Phone sales reboot 2015
There seems to be a dirty little secret in most businesses: We live or die by the telephone. Whether your inside sales team is following up on existing customers or your outside sales force is trying to get a foot in the door, the telephone is an essential tool to your company’s success.
For the past year or two, we have had a lot of hoopla about social media, and getting clicks on your website, but I’m here to tell you that while this type of branding has its purpose and strengthens marketing campaigns, telephone calls are the essential elements toward starting the sales ball rolling.
As we wind down for 2014, let’s take a long, hard look at how you’re using the phone, and what you can do to implement its role in your sales program for the year ahead. Let’s reset your cold call vision in order to have more success in 2015.
First, Don’t Sell By Telephone
That’s right. When you pick up the phone and contact someone for the first time, don’t try to close a sale. Do have a specific goal for the call, but closing a deal shouldn’t be it. Try instead for one of these other goals and I think you’ll be richly rewarded:
- Qualify the lead. Confirm that whomever you’re dialing meets the qualifications to become your lead. Is there interest? Is there need? Are they in the purchase process already (in which case you may be too late to win the deal)? Is there budget for what you have to offer?

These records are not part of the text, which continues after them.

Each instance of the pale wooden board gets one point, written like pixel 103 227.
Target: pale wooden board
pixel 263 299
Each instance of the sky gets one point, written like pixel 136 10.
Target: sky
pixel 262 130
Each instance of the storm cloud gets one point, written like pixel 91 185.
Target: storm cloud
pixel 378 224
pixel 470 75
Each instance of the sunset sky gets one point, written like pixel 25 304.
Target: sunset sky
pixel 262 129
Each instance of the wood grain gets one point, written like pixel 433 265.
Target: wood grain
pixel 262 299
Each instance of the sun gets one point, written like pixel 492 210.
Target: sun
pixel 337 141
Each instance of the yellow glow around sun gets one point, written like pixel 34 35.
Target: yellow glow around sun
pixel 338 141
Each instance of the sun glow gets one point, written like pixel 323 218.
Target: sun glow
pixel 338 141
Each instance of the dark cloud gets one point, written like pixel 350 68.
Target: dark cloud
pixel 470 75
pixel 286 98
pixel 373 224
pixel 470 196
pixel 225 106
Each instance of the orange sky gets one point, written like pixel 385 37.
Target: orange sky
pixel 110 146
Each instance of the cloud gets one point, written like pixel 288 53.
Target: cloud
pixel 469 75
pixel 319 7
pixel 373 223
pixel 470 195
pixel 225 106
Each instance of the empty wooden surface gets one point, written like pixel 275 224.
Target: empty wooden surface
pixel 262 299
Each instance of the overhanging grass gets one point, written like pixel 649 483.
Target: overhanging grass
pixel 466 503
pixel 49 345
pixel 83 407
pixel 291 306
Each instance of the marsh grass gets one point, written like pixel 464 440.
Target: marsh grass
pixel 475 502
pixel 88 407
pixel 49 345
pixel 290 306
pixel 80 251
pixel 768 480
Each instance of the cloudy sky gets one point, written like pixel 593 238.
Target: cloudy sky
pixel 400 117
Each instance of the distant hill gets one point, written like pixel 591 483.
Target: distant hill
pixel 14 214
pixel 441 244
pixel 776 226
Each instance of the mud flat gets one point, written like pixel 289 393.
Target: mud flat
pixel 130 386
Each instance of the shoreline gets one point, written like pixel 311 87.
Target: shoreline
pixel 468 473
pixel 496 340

- Get to the right contact. Determine that you’re talking to either the Decision Maker or the Advocate for what you have to offer. I usually start by trying to contact the top two or three executives in a company who would have a natural interest. This means I’m not targeting the receptionist or the geek in the warehouse. I’m asking to speak with Mr. or Ms. CEO, CFO or COO. These people will best be able to direct me to the person responsible for making a decision and for presenting that decision internally.
- Update your sales database. Talent moves through companies these days with the speed of the Internet. Your contact today may easily be working at another company tomorrow. There is gold in knowing this and staying on top of industry “gossip.” You can follow your contact into an entirely new opportunity, meet a new contact at your existing prospect, and be in the position to know whether or not to jump into this opportunity or exercise the caution that high staff turnover instills in this kind of situation. No matter what, you’re adding valuable information to your marketing database with the completion of each call you make.
Second, Don’t Just Dial Down Your List
For 2015 make it a resolution to team up your Internet research with your telephone skills. Too often, sales people glance through a spreadsheet of names and reach for the phone. I say, stop right there! Go through the list—take a half hour up front to save hours of frustration and embarrassment later. Be on your A-Game. Here’s how:
- Read each name out loud. If you stumble on a name, or aren’t sure of the pronunciation, use your research time to check it out. You may even do a quick dial to reach a receptionist/gatekeeper and confirm pronunciations. This research is only going to help you do your job better.
- Look up the company on-line. Most companies have at least a brochure site where you can check out C-level names (About Us is usually the page), company mission (often right on the Home page), and get background on the products and services they offer.
- Look up prospective contacts on LinkedIn. This is the salesperson’s best friend for understanding who’s who in several companies, most of which will be on your call list.
From the pre-call research you do, you can build a decent profile, and record points of interest right on your call sheet or spiral contact log before you begin dialing.
Third, Determine How You’ll Hand Off Prospects
Does your sales team work in tandem—phone person nurtures a prospect until they meet a set of specifications and then hand-off to sales closers? This is a great work model, but only if you plan ahead. Too often great leads go stale because the transition between lead generation and sales is not formalized. Here are some things I suggest:
- Determine telephone-to-sales tag teams. In this model, partners work together and over time naturally build the kind of relationship that improves the overall sales process. The partnership should meet at least weekly, if only by phone, and all leads are discussed and goals are determined for the next week.
- Divide work by geography. Company sales teams have been designed to run this way since, well, companies began. In this scenario, the lead generator may want to target specific areas for easier driving on the part of the sales person, and then move from area to area. The telephone would be used to set appointments in this case.
- Work by comfort level. This applies to more complex sales processes where the prospect and the sales person “speak the same language,” but the telephone talent can only bring the prospect so far along in the sales process. At some point the telephone pro will need to be able to say, “I’m not a product specialist, but I can certainly have one of our team give you a call to answer your questions more completely. Is Wednesday better for you or Friday?” The challenge here is to make sure the phone call happens by the sales pro, and in a timely fashion.
Gee, every time I start thinking of all we can do in the year ahead, I get too excited to stand still. Are you ready to charge into 2015 with a cold-call plan? I am.